Now $\sqrt{2}a^3+\frac{3}{ab-b^2}\ge \sqrt{2}a^3+\frac{12}{a^2}=$ $\frac{\sqrt{2}}{2}a^3+\frac{\sqrt{2}}{2}a^3+\frac{4}{a^2}+\frac{4}{a^2}+\frac{4}{a^2}\ge 5\left(2^5\right)^{\frac{1}{5}}=10$ , where the equality holds iff $a=\sqrt{2}$ and $b=\frac{\sqrt{2}}{2}$ .

Since $a>b>0$ , we can let $a=b+x$ , where $x>0$ . Let $f(a,b)$ be the expression.
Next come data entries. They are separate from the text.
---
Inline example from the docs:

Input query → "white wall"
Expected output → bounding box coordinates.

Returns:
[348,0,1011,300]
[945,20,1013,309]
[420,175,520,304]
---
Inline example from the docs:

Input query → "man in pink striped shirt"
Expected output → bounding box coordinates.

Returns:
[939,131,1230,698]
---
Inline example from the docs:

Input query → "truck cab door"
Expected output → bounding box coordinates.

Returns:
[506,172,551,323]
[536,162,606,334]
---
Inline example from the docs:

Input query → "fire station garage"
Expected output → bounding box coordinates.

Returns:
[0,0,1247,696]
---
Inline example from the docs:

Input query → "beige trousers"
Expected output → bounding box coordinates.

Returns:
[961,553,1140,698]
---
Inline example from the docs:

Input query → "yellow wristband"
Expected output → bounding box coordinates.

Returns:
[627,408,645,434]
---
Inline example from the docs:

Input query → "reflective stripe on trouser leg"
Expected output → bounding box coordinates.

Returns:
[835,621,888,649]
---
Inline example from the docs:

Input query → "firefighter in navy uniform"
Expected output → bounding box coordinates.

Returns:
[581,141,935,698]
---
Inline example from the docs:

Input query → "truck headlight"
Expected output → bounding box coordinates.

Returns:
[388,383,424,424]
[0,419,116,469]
Then

$\begin{aligned} f(a,b) & = \sqrt 2 a^3 + \frac 3{ab-b^2} \\ & = \sqrt 2 (\blue{b+x})^3 + \frac 3{bx} & \small \blue{\text{By AM-GM inequality}} \\ & \ge \sqrt 2 (\blue{2\sqrt{bx}})^3 + \frac 3{bx} \\ & = 4(\sqrt{2bx})^3 + \frac 6{(\sqrt{2bx})^2} \end{aligned}$

Let $u = \sqrt{2bx}$ and $g(u) = 4u^3 + \dfrac 6{u^2} \implies \dfrac {dg(u)}{du} = 12u^2 - \dfrac {12}{u^3} \implies u = 1$ , when $\dfrac {dg(u)}{du} = 0$ . Since $\dfrac {d^2 g(u)}{du} \bigg|_{u=1} > 0$ , $\min (g(u)) = g(1) = 10$ . Therefore $f(a,b) \ge \boxed{10}$ and equality occurs when $b = x = \dfrac 1{\sqrt 2}$ and $a=\sqrt 2$ .

minimizing $\sqrt{2} a^{3} + \frac{3}{(b)(a-b)}$

-> $\sqrt{2} a^{3} + \frac{3a}{(a)(b)(a-b)}$

-> $\sqrt{2} a^{3} + \frac{3}{a} (\frac{1}{a-b} + \frac{1}{b})$

by AM HM inequality, $\frac{1}{a-b} + \frac{1}{b} >= \frac{4}{a}$

therefore, we have to minimize $\sqrt{2} a^{3} + \frac{12}{a^{2}}.$

break it into $\frac {\sqrt{2}}{2} a^{3} + \frac {\sqrt{2}}{2} a^{3} + \frac{4}{a^{2}} + \frac{4}{a^{2}} + \frac{4}{a^{2}}.$

Applying AM GM, $\frac {\sqrt{2}}{2} a^{3} + \frac {\sqrt{2}}{2} a^{3} + \frac{4}{a^{2}} + \frac{4}{a^{2}} + \frac{4}{a^{2}} >= 5 \times ((\frac {\sqrt{2}}{2})^{2} 64)^{1/5}$ Which gives \( \boxed{10}

\)